Status: closed Resolution: fixed
Dependencies: Superseder:
Assigned To: Nosy List: Arfrever, Jim.Jewett, asvetlov, gregory.p.smith, gvanrossum, ncoghlan, pitrou, python-dev, r.david.murray, rhettinger, skrah, vstinner
Priority: normal Keywords: patch

Created on 2012-03-26 18:16 by Jim.Jewett, last changed 2022-04-11 14:57 by admin.
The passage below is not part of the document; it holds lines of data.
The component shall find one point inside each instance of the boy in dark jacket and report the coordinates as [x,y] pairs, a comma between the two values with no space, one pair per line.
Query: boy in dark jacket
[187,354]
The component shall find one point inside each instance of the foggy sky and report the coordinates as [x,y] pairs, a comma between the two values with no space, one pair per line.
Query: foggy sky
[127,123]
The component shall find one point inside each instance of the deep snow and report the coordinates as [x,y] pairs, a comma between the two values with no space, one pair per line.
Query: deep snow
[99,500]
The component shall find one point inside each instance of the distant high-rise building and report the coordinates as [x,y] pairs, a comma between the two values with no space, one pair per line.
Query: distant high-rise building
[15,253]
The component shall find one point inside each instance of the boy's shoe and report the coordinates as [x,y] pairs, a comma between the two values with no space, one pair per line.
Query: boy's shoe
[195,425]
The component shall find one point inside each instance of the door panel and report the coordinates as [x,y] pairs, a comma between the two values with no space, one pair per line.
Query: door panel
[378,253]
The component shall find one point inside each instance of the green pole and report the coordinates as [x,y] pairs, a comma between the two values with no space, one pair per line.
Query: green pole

This issue is now closed.

Files
File name Uploaded Description Edit
hammer_dict.py ncoghlan,2012-03-31 17:00 Attempt to trigger the 3.3 dict RuntimeError just with threaded code
hammer_dict_eq.py skrah,2012-03-31 21:34
hammer_dict_switchinterval.py skrah,2012-04-01 12:59
dictobject.c.patch gvanrossum,2012-04-01 23:51 review
Messages (31)
msg156843 - (view) Author: Jim Jewett (Jim.Jewett) * (Python triager) Date: 2012-03-26 18:16
Per the 3.3 WhatsNew: """issue 14205: A dict lookup now raises a RuntimeError if the dict is modified during the lookup. If you implement your own comparison function for objects used as dict keys and the dict is shared by multiple threads, access to the dict should be protected by a lock.""" This should be easier to do. My suggestion would be that the change to (general) lookdict (or possibly an additional transition, if you want a less-slow path for non-string non-container builtins) create the lock, and acquire/release that lock. At a minimum, there should be a dict subclass that does this. [Note that this is arguably a regression, since previous python versions would just retry, which would be enough to protect innocent but unlucky code.]
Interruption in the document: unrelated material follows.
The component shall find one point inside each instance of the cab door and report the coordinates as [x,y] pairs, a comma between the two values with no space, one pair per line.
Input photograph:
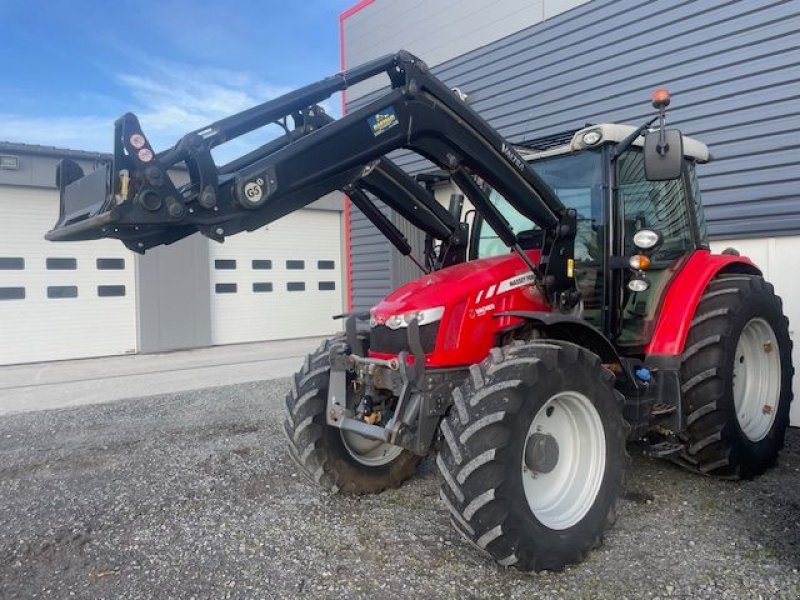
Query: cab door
[665,207]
msg156846 - (view) Author: R. David Murray (r.david.murray) * (Python committer) Date: 2012-03-26 18:35
I must admit to being concerned by the possible impact of this change as well.
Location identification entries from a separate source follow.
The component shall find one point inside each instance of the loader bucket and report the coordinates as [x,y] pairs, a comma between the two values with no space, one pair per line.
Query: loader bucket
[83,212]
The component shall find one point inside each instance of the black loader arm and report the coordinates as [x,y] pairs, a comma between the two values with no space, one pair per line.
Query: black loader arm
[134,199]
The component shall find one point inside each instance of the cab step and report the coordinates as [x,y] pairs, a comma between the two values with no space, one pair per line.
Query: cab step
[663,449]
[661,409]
msg157061 - (view) Author: Antoine Pitrou (pitrou) * (Python committer) Date: 2012-03-29 16:12
> I must admit to being concerned by the possible impact of this change as well. So am I.
msg157080 - (view) Author: Guido van Rossum (gvanrossum) * (Python committer) Date: 2012-03-29 18:39
On Thu, Mar 29, 2012 at 9:12 AM, Antoine Pitrou <report@bugs.python.org> wrote: > > Antoine Pitrou <pitrou@free.fr> added the comment: > >> I must admit to being concerned by the possible impact of this change as well. > > So am I. I think it's time to bring this up in python-dev .
msg157207 - (view) Author: Alyssa Coghlan (ncoghlan) * (Python committer) Date: 2012-03-31 17:00
Attached script is a first cut at a multi-threading stress test for the new dict behaviour. It should be significantly worse than anything a real world app is likely to be doing to a dictionary that is shared between threads without any form of synchronisation. It's late here though, so it's very possible it's only passing because I missed something in the implementation of the stress test.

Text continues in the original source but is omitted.